And another example that I believe everybody that's heard about is Airbnb. Airbnb is a platform. They provide an API for third party developers to build applications that integrate with Airbnb booking system. Airbnb doesn't own a single apartment or a single house or a single flat. They just provide a platform where people can list a room or residency.
Finally, there's a site called commodities-api.com. They offer a marketplace for consumer goods and pricing. So what you can see is prices of various commodities. For instance, if I wanted to have the latest price specific date or even today's date. I could go to their API and they will get the prize for coffee. I'll get the prize for burnt oil and I'll get the prize for corn and lumber. Many examples. They also have a very simple pricing tier. I mentioned earlier, the tiers of pricing. It's how you distinguish your customers or consumers for your API and manage a way to potentially monetize it. Commoditites-api.com have done this. They offer a free tier. Which gives you 100 API invocations a month for free and they will give you limited support. They will only give you new data on a 60 minute interval. And they will give you some historical data. And so on.

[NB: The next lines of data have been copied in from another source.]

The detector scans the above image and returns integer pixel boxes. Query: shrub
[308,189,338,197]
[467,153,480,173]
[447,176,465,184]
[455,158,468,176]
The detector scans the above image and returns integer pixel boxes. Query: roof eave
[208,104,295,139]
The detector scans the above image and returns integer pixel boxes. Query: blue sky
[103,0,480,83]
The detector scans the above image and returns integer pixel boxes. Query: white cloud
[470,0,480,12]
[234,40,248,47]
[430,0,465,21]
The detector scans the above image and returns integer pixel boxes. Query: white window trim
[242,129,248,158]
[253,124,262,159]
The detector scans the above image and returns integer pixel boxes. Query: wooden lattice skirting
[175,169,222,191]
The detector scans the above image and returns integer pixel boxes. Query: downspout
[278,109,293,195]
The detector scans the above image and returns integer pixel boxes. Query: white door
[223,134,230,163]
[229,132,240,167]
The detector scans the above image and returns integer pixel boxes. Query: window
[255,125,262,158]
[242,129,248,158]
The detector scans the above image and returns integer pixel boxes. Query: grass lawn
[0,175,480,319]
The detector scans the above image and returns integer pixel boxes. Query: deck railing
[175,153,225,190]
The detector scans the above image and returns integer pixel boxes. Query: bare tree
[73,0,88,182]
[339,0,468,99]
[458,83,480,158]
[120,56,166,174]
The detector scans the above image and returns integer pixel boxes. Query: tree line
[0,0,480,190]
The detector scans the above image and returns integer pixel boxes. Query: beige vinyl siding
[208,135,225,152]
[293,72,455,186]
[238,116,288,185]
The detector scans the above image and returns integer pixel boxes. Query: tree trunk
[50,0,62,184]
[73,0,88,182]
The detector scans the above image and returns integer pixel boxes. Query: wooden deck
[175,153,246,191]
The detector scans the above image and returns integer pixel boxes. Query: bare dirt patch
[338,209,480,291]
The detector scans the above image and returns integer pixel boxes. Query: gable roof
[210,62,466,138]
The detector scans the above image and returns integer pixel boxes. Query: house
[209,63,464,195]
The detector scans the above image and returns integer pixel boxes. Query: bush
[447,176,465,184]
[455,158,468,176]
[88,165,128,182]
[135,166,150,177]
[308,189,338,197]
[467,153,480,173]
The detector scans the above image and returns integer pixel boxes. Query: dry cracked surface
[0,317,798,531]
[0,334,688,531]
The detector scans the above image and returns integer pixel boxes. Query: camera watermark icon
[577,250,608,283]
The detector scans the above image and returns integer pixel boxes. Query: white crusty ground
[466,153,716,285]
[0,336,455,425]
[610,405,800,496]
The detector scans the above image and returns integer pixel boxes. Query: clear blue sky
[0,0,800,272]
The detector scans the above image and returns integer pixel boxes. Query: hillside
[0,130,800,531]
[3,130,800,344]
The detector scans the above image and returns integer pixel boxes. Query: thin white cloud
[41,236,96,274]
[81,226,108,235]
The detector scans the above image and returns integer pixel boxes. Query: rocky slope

Now, if you go up to that professional tier. You can have. 10,000 API calls a month. You can have an SLA for your API consumption, you will have access to premium support and you get updates every 60 seconds.And for this, they charge a hundred dollars a month.
If you like the service and use it for your app or website and you see that you're a success. Then you can probably happily pay a hundred dollars for the data. If this provides an even better service for your customers.
The interesting thing with the data they have is that you could probably predict market movement to some extent, and then help to understand what industry is to invest in.
Going back to the title of the podcast, we'll look into Apple and what Apple has done. Apple acquired a company called Shazam, in 2018. This acquisition was driven by several factors. First off the technology was already integrated into the Apple eco system to some extent. This allowed us to identify which song is playing. What I think Apple wanted to achieve by acquiring Shazam was to fully integrate the technology into its ecosystem and offer us a more seamless experience. Shazam has a massive database of music and audio. Which could help apple improve its music recommendation algorithms and enhance the user experience of Apple's music streaming service. Apple music. A third reason for buying it is that they may have been interested in Shazams advertising and affiliate marketing capabilities to enhance their own advertising efforts and generate additional revenue streams.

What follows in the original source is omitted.